Washington County approves an ‘aggressive’ water conservation plan

Lexi Peery
Washington County leaders have plans or “aggressive” water conservation goals in the coming years to keep with the demand for water in the booming community.

Washington County leaders are aiming to cut water usage by 14% per capita by 2030. To reach that goal, the Washington County Water Conservancy District plans to implement things like tiered water rates and rebates for removing turf.

Zach Renstrom, the general manager of the agency, said they release conservation plans every five years, and this one — which was approved by the district’s board Wednesday night — came at an important time with the ongoing megadrought.

“We said, let's set that high, high goal and do everything we can to get there. And so it is a very aggressive goal,” he said. “I think if certain things happen, we'll get really close to getting that.”

According to the conservancy district, the county has already cut per capita water usage by 30% since 2000, and St. George City officials said residents saved over 360 million gallons of water this summer.

Another key part of the conservation plan is for cities to have stricter water regulations, like limiting grass in new developments. The district is the provider of water and can’t enact conservation ordinances. That’s up to the municipalities.

St. George Mayor Michele Randall said her city, and others in the area, will be passing these water saving ordinances soon.

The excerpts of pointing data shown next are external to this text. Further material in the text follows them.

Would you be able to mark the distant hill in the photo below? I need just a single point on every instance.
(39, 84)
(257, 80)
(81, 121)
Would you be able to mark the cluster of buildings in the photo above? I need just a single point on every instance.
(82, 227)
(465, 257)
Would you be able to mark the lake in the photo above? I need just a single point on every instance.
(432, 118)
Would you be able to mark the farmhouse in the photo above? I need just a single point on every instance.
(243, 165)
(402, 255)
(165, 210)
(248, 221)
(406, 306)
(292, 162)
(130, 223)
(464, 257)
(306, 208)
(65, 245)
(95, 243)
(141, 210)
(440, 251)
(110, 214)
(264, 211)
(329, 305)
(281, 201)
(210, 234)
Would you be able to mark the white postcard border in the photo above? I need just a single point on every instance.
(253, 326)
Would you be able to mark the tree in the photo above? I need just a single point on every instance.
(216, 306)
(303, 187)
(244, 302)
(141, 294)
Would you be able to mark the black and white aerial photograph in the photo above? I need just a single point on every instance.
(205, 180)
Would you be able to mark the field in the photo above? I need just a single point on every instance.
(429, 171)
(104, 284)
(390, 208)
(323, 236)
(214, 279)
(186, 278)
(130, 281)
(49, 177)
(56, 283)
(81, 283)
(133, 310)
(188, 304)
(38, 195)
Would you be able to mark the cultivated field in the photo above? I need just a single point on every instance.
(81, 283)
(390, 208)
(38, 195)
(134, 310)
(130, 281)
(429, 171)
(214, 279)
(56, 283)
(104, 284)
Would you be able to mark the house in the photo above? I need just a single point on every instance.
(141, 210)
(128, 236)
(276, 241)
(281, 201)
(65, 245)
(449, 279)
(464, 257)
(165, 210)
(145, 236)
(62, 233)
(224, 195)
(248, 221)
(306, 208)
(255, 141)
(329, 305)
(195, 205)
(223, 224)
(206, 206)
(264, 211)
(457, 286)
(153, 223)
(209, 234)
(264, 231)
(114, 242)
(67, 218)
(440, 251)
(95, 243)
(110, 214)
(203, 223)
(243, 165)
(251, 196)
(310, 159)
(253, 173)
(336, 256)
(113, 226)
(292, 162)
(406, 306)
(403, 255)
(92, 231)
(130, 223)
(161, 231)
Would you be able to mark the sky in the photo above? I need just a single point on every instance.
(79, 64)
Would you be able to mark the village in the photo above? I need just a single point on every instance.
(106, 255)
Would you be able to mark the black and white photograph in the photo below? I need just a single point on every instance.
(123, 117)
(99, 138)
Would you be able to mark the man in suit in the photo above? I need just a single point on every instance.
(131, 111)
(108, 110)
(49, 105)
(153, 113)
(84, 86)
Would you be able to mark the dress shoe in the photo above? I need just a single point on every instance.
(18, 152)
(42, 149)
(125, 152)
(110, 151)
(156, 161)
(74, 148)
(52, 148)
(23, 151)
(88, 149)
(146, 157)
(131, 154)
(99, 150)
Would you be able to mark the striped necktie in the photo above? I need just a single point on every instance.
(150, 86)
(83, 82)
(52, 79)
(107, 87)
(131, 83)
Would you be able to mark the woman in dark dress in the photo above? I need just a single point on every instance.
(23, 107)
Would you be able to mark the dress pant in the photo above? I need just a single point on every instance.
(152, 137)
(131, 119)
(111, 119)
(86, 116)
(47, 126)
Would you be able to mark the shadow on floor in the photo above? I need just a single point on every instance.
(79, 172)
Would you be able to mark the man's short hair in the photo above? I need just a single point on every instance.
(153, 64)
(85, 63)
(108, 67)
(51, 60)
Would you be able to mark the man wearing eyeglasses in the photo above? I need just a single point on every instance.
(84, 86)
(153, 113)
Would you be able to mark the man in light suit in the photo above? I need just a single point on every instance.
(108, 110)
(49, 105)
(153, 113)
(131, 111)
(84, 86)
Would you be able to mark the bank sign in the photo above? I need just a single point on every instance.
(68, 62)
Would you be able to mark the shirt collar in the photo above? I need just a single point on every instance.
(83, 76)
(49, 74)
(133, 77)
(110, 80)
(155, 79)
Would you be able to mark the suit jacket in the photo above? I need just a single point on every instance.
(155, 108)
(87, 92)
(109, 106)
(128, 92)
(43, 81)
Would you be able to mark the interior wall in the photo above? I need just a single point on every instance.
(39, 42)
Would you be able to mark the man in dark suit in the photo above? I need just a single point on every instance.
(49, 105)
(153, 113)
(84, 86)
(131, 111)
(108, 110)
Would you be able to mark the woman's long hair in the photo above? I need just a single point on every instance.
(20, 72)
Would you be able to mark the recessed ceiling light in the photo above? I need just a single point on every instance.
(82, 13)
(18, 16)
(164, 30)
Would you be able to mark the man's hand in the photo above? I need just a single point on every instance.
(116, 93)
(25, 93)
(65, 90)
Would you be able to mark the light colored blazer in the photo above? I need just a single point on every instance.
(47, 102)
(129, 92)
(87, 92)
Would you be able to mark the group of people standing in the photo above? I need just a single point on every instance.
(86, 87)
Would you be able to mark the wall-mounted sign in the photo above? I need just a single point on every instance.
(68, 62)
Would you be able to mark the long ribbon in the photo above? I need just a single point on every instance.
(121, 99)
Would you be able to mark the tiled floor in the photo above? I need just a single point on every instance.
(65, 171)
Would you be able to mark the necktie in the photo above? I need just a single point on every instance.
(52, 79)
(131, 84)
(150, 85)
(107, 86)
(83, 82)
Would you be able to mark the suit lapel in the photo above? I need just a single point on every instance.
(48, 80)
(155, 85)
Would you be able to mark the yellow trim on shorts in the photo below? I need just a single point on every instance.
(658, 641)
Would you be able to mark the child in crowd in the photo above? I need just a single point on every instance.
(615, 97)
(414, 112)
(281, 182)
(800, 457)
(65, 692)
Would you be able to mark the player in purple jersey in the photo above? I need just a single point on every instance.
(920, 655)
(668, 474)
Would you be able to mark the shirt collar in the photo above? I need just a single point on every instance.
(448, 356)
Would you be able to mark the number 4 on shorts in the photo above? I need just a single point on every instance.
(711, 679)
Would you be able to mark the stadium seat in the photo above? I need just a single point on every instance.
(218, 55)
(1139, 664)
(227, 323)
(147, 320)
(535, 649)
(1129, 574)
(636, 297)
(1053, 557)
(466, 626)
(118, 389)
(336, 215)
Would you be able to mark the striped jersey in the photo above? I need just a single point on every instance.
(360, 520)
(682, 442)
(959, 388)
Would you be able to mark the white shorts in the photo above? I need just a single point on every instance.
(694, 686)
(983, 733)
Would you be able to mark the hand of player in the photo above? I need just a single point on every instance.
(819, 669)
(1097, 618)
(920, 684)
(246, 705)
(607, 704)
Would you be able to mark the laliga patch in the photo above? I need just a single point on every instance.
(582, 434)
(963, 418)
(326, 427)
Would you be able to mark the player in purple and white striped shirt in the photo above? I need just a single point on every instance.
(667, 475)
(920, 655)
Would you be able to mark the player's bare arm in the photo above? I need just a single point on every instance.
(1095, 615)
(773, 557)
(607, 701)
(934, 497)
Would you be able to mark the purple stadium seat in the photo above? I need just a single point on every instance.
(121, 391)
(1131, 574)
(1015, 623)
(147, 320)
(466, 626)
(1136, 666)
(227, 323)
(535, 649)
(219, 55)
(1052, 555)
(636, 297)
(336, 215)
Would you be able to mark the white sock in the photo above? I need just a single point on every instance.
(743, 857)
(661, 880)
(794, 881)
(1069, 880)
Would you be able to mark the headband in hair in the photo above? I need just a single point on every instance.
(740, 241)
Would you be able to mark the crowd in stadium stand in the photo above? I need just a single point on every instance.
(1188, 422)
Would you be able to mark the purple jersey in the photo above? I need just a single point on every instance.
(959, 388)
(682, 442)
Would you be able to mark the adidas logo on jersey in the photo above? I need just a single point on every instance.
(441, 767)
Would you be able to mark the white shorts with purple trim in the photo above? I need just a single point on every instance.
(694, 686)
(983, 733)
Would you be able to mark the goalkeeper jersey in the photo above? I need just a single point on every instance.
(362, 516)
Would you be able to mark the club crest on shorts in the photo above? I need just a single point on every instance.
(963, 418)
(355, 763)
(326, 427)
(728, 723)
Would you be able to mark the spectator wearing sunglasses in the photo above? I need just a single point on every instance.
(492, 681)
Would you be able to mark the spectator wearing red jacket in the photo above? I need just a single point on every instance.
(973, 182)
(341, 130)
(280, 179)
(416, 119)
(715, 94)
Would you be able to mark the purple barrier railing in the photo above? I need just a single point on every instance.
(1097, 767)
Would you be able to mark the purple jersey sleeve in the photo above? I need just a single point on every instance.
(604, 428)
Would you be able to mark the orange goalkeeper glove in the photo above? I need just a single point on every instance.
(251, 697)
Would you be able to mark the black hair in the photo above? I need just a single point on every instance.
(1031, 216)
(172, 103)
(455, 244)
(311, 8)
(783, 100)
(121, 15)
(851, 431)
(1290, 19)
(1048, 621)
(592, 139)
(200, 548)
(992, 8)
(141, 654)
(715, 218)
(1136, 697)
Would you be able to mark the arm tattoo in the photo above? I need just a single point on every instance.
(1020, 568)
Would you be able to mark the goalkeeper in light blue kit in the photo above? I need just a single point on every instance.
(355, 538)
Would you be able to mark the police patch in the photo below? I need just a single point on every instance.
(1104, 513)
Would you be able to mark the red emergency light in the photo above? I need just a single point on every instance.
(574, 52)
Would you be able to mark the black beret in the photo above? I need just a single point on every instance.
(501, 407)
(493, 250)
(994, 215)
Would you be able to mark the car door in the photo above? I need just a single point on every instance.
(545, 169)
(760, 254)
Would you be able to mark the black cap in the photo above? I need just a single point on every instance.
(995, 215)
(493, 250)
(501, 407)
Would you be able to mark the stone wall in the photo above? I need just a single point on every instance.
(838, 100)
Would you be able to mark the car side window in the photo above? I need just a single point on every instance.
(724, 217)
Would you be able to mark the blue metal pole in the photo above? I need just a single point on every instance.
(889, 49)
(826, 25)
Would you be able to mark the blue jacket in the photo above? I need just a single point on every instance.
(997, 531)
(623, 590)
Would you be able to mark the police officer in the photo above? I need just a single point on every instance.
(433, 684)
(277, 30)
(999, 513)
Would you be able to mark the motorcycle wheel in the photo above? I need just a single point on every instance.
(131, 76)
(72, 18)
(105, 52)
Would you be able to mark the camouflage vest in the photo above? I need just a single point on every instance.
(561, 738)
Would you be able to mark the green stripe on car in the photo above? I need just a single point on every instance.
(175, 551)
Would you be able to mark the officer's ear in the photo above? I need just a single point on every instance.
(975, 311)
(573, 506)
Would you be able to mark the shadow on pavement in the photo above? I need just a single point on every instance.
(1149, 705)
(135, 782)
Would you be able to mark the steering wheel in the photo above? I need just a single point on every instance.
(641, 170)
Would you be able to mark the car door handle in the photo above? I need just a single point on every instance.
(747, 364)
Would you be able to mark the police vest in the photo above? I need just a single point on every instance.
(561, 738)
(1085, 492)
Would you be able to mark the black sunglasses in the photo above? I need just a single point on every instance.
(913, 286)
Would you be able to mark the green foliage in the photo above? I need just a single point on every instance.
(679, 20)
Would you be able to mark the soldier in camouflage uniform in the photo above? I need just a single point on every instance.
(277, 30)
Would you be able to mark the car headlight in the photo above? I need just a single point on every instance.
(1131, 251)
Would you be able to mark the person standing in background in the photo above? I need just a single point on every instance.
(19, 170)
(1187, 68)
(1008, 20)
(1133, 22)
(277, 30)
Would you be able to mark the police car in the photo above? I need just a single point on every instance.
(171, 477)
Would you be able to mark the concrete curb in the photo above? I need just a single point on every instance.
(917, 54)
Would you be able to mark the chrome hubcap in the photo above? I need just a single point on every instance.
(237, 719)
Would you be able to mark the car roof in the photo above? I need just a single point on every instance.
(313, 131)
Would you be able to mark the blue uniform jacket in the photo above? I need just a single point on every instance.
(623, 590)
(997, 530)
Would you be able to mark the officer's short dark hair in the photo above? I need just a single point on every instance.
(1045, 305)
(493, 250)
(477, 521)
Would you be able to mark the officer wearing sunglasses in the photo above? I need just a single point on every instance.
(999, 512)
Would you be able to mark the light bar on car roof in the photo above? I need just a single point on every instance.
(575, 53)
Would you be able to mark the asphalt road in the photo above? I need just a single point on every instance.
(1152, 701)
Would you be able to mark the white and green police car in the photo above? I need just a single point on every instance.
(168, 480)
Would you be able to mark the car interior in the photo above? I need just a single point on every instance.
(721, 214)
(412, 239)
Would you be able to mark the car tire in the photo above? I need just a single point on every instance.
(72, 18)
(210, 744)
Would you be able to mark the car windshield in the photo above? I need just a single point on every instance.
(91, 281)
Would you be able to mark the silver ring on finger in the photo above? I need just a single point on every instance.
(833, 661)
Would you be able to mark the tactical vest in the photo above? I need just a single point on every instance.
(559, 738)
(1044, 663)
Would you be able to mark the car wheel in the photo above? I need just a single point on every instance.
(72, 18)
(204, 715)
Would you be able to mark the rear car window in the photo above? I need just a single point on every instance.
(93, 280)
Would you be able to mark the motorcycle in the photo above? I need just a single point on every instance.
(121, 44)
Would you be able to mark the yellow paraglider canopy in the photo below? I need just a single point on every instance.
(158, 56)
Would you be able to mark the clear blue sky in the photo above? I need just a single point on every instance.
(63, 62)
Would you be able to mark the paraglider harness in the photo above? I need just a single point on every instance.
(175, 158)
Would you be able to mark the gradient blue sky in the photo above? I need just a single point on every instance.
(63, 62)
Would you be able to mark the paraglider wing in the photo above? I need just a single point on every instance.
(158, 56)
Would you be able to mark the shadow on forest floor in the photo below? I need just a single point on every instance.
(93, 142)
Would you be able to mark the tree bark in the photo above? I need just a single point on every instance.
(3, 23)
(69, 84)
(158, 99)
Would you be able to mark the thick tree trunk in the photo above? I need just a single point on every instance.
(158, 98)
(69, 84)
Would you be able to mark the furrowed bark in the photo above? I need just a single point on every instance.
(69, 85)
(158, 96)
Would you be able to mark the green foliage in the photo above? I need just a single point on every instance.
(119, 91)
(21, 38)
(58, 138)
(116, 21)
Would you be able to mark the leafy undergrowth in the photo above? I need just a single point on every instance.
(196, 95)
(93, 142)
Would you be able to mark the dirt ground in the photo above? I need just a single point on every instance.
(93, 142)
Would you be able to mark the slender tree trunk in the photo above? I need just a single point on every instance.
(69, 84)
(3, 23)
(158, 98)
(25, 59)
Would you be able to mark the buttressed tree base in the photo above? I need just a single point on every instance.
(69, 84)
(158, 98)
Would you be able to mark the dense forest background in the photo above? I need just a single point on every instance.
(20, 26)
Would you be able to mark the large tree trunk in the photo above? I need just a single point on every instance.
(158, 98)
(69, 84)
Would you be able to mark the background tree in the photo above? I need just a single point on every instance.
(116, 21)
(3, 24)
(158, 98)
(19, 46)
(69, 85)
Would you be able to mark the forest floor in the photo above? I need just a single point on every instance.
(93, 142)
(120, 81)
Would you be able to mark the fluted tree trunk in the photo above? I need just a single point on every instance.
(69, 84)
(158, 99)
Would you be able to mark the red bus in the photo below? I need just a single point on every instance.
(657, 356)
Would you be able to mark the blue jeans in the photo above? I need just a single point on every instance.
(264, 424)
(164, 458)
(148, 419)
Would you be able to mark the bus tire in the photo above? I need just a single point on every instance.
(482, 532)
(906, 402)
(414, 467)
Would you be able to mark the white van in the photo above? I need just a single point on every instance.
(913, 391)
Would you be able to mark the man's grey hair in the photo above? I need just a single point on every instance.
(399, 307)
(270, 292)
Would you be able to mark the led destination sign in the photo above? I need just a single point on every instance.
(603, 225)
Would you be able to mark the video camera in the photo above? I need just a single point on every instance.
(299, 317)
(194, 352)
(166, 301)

“I think if just St. George was doing it and nobody else was, it's not going to get us very far conservation wise,” she said. “But this gives a unified message that we are all in this together. We all live in the same county together. We all want what's best for the county.”

Conserve Southwest Utah, a local environmental group, supports the measures the county is taking, according to Ed Andrechak, vice president of the board. But he wishes they would do more, given the dire water conditions in the region.

“They should go as far and as fast on water conservation as they can,” he said. “That means don't just put in the ordinances for new construction, find a way to put them in for the existing houses and businesses.”

The district estimates the plan will cost $12 million per year until 2025, and in 2026 a new conservation plan will be released.